Weblogs: Intelligent Agents

Multithreading Socket Confessions

Friday, May 23, 2003

I've run into a solid brick wall in regard to proxying requests. I have a working multithreaded server where each thread processes requests sequentially. The logic is neat and tidy, except for some reason Internet Explorer (the browser I've configured to use the proxy server) is very sluggish at sending requests - or should I say there seems to be a most definite pause before my server receives the next request from MSIE.

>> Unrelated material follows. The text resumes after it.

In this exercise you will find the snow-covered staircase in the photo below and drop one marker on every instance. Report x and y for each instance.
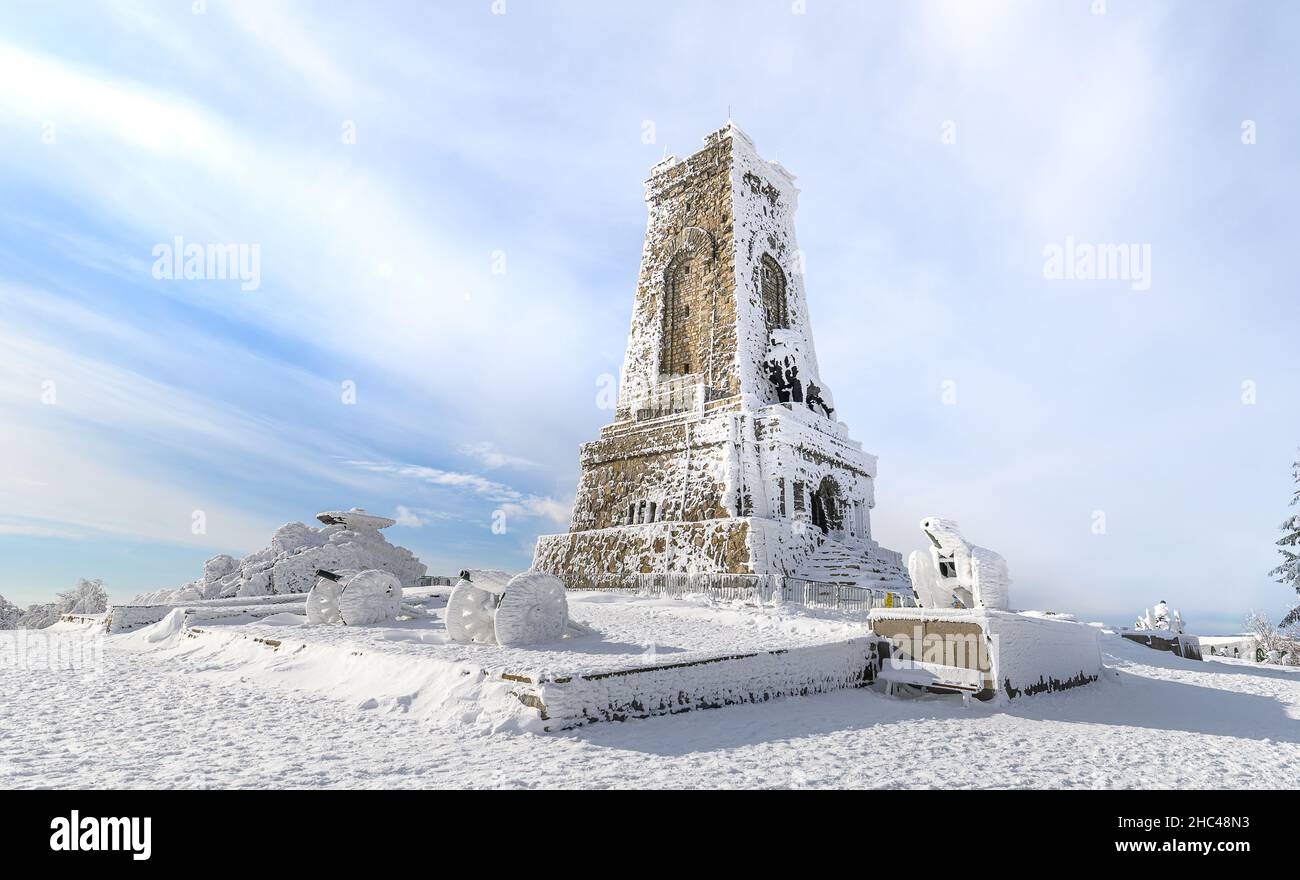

More than anything, its probably my lack of experience with multithreading and thread control, and socket programming that's largely to blame for my inability to solve this frustrating problem. There could be a number of factors that are causing this slowness:

So how do I resolve this? I can probably eliminate VAJ as the cause by running my application outside of it. Although I am logging to stdout at regular events, its possible that this may be delayed so it only looks like the problem is in the connection listener. So it would be best for me to include a timestamp for each log entry and I can determine from that if the delay is where it seems to be.

As for the threading, I'm going to have to find better resources. I've winged through threading without actually understanding it, and without an idea of how time-slices are managed. I'm guessing (hoping) that time is allocated evenly through threads by default, and this may not be the case.

One practical solution is to use someone else's proxy server, like Surfboard. Had a brief glance at that and although it is written completely in java, its using a shell script for start-up, which means it may not be all that trivial to run under windows, especially when it comes to the location of the default configuration file.

Or maybe Java is just too slow for what I need or expect.